Она засмеялась: — Еще как! Мы с тобой прекрасно проводили время. Когда твоя бабушка Хатчинс и мисс Рина уехали, Роб перед работой стал завозить тебя к нам, и ты оставался у нас до вечера.
— Я думал, что я оставался с Грейнджером.
— Иногда. Но у Грейнджера забот было полно — он неотступно следил за Робом, весь тот год не отходил от него ни на шаг, как нянька, поэтому тебя приносили ко мне.
— Я разговаривал когда-нибудь с вами?
— Поначалу ты был совсем крошечным, три или, может, четыре месяца. Но мало-помалу заговорил. Это я тебя говорить научила. Правда. Я и Грейнджер. Форреста, помню, очень беспокоило, что ты все за нами повторяешь. Как-то раз мы все были на кухне, мыли посуду (Роб куда-то ушел), и Форрест уронил крышку от кастрюли. И ты крикнул: «Вот же черт!» Форрест чуть не упал в обморок. Но это ты подцепил у Грейнджера. Я черта никогда не поминала. — И она со смехом сжала его щиколотку.
Тут улыбнулся и Хатч. — А что я еще говорил?

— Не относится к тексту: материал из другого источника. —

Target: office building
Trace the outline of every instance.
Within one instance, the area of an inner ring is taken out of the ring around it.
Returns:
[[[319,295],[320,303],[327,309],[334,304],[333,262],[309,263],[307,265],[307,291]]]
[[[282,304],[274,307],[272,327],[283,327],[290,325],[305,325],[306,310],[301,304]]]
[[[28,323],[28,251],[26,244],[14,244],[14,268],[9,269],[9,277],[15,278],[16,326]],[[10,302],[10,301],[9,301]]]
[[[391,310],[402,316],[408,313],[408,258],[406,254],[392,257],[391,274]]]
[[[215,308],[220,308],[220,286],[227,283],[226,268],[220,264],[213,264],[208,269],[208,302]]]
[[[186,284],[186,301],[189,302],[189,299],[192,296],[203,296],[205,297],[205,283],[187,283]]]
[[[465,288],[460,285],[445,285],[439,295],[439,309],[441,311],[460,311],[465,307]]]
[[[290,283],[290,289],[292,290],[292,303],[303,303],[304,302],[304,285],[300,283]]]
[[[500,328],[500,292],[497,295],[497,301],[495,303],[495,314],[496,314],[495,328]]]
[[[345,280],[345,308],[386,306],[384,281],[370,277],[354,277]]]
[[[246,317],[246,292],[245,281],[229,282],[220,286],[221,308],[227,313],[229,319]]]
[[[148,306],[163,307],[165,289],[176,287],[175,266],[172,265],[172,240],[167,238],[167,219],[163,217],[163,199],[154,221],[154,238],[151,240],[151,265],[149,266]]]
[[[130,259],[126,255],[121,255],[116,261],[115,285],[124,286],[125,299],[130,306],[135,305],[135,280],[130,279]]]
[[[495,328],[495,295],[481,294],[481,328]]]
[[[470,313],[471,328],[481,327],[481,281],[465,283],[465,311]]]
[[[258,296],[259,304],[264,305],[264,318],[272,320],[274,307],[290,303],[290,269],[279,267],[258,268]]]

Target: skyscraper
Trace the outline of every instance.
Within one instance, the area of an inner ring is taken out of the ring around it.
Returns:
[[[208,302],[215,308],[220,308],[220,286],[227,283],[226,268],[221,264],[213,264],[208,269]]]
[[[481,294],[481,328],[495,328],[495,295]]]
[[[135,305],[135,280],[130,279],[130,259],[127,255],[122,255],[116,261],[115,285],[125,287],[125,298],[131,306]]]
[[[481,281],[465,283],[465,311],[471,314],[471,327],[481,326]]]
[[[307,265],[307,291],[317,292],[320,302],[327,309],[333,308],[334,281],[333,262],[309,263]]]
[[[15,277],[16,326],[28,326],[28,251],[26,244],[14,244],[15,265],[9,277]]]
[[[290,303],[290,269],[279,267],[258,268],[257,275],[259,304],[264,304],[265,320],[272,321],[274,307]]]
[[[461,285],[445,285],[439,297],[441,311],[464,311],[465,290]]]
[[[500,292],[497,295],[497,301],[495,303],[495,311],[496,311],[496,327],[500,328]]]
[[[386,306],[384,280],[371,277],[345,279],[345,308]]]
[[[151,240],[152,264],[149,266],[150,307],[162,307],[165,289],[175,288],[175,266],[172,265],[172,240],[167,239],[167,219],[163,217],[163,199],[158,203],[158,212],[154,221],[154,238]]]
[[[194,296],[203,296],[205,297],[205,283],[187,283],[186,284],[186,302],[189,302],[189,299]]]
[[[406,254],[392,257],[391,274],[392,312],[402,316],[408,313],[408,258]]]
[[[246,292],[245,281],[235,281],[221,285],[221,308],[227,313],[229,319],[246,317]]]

— О, много выражений в том же роде, пока за тебя не взялся Форрест (он привел тебя сюда в кабинет и прочитал целую лекцию насчет хороших и дурных слов). И еще тебе нравилось, как я пою, ты кричал мне через две комнаты. «Полли, спой все, что знаешь», — а знала я много песен, сама их сочиняла. И я пела, пока у меня совсем не пересыхало горло или ты не засыпал. — Она замолчала и выжидательно посмотрела на него, будто ждала, что он может и сейчас уснуть или уйти от нее.
Он лежал, подсунув под голову плоскую подушку Форреста, и спокойно изучал ее.